Joe Westwood
- Born: 10 July 2003 (age 23) Caerphilly, Wales
- Height: 193 cm (6 ft 4 in)
- Weight: 106 kg (234 lb)
- School: Coleg Gwent
- University: Cardiff Metropolitan University

Rugby union career
- Position: Centre
- Current team: Dragons

Youth career
- Blackwood RFC

Senior career
- Years: Team / Apps / (Points)
- 2021–2022: Ebbw Vale RFC
- 2023–: Newport RFC / 11 / (25)
- 2024–: Dragons / 4 / (0)
- Correct as of 24 March 2024

International career
- Years: Team / Apps / (Points)
- 2022–2023: Wales U20 / 9 / (10)
- Correct as of 24 March 2024

= Joe Westwood =

Welsh rugby union player

Joe Westwood (born 10 July 2003) is a Welsh rugby union player who plays as a centre for Dragons RFC.

==Club career==

=== Youth and amateur rugby ===
Westwood began playing with local club Blackwood RFC. While playing for Coleg Gwent, Westwood scored a penalty, before kicking a drop goal to win the Schools and Colleges League Final. In June 2021, Westwood signed a Dragons academy contract, and was allocated to Ebbw Vale RFC for the 2021–22 Indigo Group Premiership. In 2023, Westwood made his debut for Newport RFC.

Westwood also attended Cardiff Metropolitan University, and played for their rugby team in the BUCS Super Rugby league.

=== Dragons ===
Westwood missed the first part of the season with an injury sustained while playing for Newport RFC, but made his Dragons debut on 21 January 2024 against the Sharks. Westwood made his first start on 2 March 2024 on the wing, against Ulster, before starting at centre against the Bulls.

Westwood signed a three-year contract extension with the Dragons on 2 April 2024.

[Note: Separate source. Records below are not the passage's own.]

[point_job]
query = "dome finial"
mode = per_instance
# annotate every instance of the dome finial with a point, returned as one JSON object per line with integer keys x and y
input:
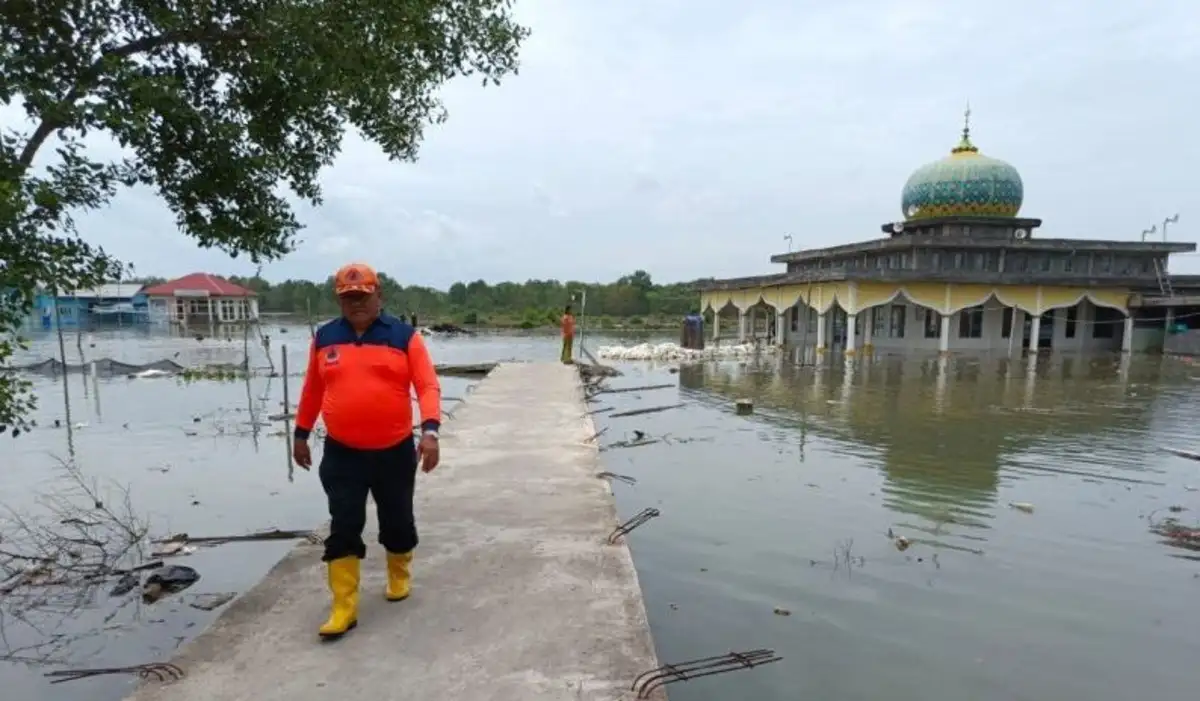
{"x": 965, "y": 145}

== International career ==

=== Wales U20 ===
Westwood was named in the squad for the 2022 Six Nations Under 20s Championship, and made his debut against Scotland. Westwood participated in the 2022 Six Nations Summer Series, and scored a try in the final against South Africa. Due to an injury, Westwood missed the 2023 Six Nations Under 20s Championship, but returned to the squad for the 2023 World Rugby U20 Championship, scoring against Georgia.

== Personal life ==
Westwood's grandfather Keith played for Ebbw Vale and Newbridge, and featured in the Combined Abertillery and Ebbw Vale side that played New Zealand on their 1963 tour. His father Jonathan represented Wales U19 and U21, and played for Newbridge, Newport, Cardiff, and Neath. Jonathan Westwood later served as Director of Rugby for Cross Keys RFC and Commercial Director for the Dragons.